Cineanalyst’s review published on Letterboxd:
Hot-Dogging on the Court and Lazy Off It
The basketball scenes are good--some of the most competent work at narrativizing the game I've seen in a movie. Well assembled, on and off-court stakes always apparent, actors who can play (including at least one former college and pro athlete), and where coaching, plays, style, rules and philosophies matter. Without the ball, however, the engineering of "Glory Road" is egregiously contrived and full of more clichés than history despite its based-on-a-true story.
The first conversation coach Don Haskins and player Bobby Joe Hill have pits them yelling at each other. Who writes this junk? And, pop tunes from the era over montages aside, there must be some corporate dictate that every Disney burger must feature blatant, constant, uninspired scoring throughout to manipulate and attune audiences to what's already obvious that they're supposed to be feeling. Dial it back, for crying out loud, and just try to tell a compelling story. Maybe ask more from the actors than two facial expressions, too.
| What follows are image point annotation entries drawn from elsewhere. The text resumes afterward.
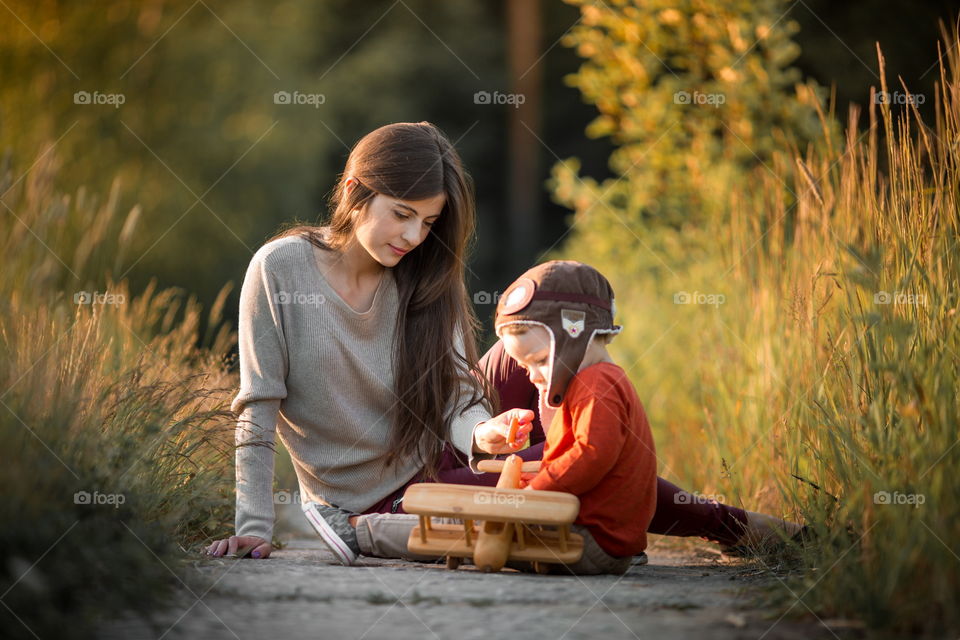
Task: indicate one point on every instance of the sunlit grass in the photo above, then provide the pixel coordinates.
(113, 413)
(814, 373)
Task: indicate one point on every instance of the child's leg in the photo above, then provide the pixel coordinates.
(680, 513)
(594, 561)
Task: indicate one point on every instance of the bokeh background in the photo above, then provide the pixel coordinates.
(771, 186)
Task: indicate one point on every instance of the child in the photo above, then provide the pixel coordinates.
(556, 321)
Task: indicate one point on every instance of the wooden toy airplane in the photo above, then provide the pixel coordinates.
(514, 521)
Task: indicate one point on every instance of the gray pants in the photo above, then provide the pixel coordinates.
(385, 535)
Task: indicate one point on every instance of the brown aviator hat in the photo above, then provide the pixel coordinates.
(573, 302)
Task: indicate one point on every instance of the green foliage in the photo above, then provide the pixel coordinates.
(797, 347)
(693, 94)
(199, 140)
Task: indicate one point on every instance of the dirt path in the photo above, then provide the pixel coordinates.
(684, 592)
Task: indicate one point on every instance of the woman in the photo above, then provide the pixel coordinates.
(357, 346)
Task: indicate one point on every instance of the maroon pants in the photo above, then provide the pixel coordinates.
(678, 513)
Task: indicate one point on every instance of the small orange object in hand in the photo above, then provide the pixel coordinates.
(512, 433)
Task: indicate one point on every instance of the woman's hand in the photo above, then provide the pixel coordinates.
(242, 546)
(491, 436)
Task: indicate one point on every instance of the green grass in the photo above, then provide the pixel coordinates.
(807, 392)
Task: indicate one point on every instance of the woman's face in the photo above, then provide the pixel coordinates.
(390, 227)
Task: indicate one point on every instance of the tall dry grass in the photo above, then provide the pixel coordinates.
(811, 369)
(113, 413)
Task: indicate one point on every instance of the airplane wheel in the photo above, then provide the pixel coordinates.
(541, 567)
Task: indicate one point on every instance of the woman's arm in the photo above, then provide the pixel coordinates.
(263, 371)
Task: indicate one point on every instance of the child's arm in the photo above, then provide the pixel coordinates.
(598, 437)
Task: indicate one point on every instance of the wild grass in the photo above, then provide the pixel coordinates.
(814, 373)
(113, 413)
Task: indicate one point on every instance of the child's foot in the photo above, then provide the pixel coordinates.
(335, 529)
(763, 532)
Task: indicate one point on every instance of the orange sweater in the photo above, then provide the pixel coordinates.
(600, 449)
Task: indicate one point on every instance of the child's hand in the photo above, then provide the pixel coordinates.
(492, 436)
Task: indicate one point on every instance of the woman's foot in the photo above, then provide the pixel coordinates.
(335, 529)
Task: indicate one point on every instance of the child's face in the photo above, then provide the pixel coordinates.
(532, 351)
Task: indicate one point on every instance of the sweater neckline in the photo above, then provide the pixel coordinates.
(318, 268)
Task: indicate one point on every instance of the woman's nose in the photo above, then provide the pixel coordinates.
(411, 234)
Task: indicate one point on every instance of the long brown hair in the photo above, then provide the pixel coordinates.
(415, 161)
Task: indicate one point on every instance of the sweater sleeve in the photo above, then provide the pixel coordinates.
(598, 437)
(263, 371)
(465, 420)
I've seen enough of John Lucas's furrowed brow now for a lifetime. I also didn't like some of the harsh lighting and yellow-dominant color grading for an old-timey-in-the-Sunbelt look.
Perhaps, worst of all is the continued placating to a presumed spectator that simplistically wants to hiss down past racism while celebrating how far we've come. That's how you get ridiculous scenarios such as a single basketball game stopping prejudice "forever." Sure, the 1965-66 Texas Western team was important, but it was also part of a long road towards integration, whether on or off the hardwood. The perennial-champions Boston Celtics, for example, had already fielded an all-black starting lineup in the NBA--featuring stars such as Bill Russell who had also left an impact on the college game. Northern college clubs had previously won NCAA titles in the 1960s with as many as four black starters, as well, who reportedly played an up-tempo style.
"Glory Road" might even be selling short its African-American student athletes. I haven't read the book the movie is based on, and college basketball doesn't seem to have kept player time logs back then, but just a glance at what there is of the team's stats from that year would suggest that the white players weren't seeing many minutes long before the championship match versus Adolph Rupp's Kentucky powerhouse and their Confederate-flag waving fans. While missing several games from a heart condition in the movie, for example, Willie Cager seems to have missed few to none in reality, started every game of the tournament, and played two more seasons thereafter. I'm guessing this is a consequence of the general theme of the picture of having as many characters as possible getting weepy over their white guilt and reforming into white savior tropes. I would've thought the head coach would be enough, but we must also endure an assistant, the wife, the other wife, a player, and, to an extent, even a booster. Talk about an echo chamber. More power to them if these Disney history lessons and morality tales actually reform anyone, but it's all too facile otherwise.